# 1.11a2: FineWeb Corpus Preparation

**Goal:** Download a 1MB sample from FineWeb and convert it to pure ASCII for training Lil Gatsby.

## Why FineWeb?

FineWeb is HuggingFace's newest web corpus (15 trillion tokens) containing:
- Web pages from Common Crawl (2013-2024)
- Extensive deduplication and filtering
- High-quality English text
- Modern, clean dataset using Parquet format

Unlike Gatsby (single book, ~270k tokens), FineWeb gives us:
- **Diversity:** Many writing styles, topics, domains
- **Scale:** Can grab 1MB, 10MB, or more
- **Non-repetition:** Fresh data throughout training (no memorization)

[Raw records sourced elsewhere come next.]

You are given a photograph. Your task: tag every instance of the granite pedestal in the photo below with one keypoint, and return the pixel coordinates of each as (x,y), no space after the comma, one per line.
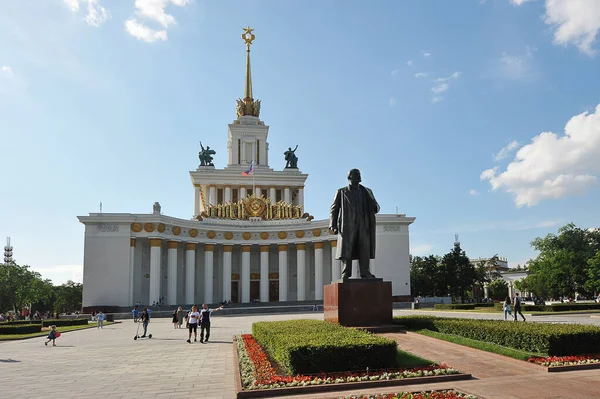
(358,302)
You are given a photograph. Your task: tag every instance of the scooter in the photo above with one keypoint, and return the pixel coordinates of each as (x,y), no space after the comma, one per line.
(137,334)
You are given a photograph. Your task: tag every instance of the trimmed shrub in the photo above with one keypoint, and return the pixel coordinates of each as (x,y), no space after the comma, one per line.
(313,346)
(19,322)
(463,306)
(550,339)
(20,329)
(64,322)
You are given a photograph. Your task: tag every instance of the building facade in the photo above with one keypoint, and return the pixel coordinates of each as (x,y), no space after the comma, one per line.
(250,238)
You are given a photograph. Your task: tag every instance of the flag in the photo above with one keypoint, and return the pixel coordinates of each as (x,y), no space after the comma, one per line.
(249,171)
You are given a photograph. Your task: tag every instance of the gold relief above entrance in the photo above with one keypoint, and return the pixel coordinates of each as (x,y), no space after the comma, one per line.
(254,207)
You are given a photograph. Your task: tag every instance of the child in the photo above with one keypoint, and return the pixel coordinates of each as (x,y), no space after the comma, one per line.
(52,336)
(506,307)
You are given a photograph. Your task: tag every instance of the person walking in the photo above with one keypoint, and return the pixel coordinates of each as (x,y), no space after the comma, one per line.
(100,317)
(506,307)
(517,306)
(192,324)
(145,320)
(180,315)
(205,321)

## The Corpus-as-Heat-Reservoir Hypothesis

**Hypothesis:** Larger, more diverse corpus keeps gradients large longer → tokens stay "warm" (mobile) longer → more time for structure formation before freezing.

**Experiment:**
1. Train on Gatsby (270k, repeats after 5 epochs) → freezes by step ~8k, k=2 clusters
2. Train on FineWeb (1MB, ~10 epochs) → freezes later? More clusters?
3. If yes → corpus size is the missing ingredient!

## Processing Steps

1. Load FineWeb via HuggingFace `datasets` (streaming mode)
2. Grab enough text to reach ~1MB
3. Convert to ASCII using `unidecode` (handles UTF-8 → ASCII gracefully)
4. Filter to valid ASCII bytes (0-127)
5. Save as `fineweb_1mb_ascii.txt`

## Expected Output

- File: `../data/fineweb_1mb_ascii.txt`
- Size: ~1,000,000 bytes
- All characters in range [0, 127] (pure ASCII)
- Used tokens: ~79 (letters, digits, punctuation)
- Unused tokens: ~49 (control chars, special symbols)

## Parameters

In [10]:
# Target corpus size
TARGET_SIZE_BYTES = 2_000_000  # 2M

# Output path
OUTPUT_PATH = "../data/fineweb_ascii.txt"

# FineWeb dataset
DATASET_NAME = "HuggingFaceFW/fineweb"
SPLIT = "train"

# Random seed for reproducibility
RANDOM_SEED = 42

## Imports

In [11]:
from datasets import load_dataset
from unidecode import unidecode
from pathlib import Path
import random

random.seed(RANDOM_SEED)

print("✓ Imports complete")

✓ Imports complete


## Load FineWeb (Streaming)

We use streaming mode to avoid downloading the entire 15T token dataset.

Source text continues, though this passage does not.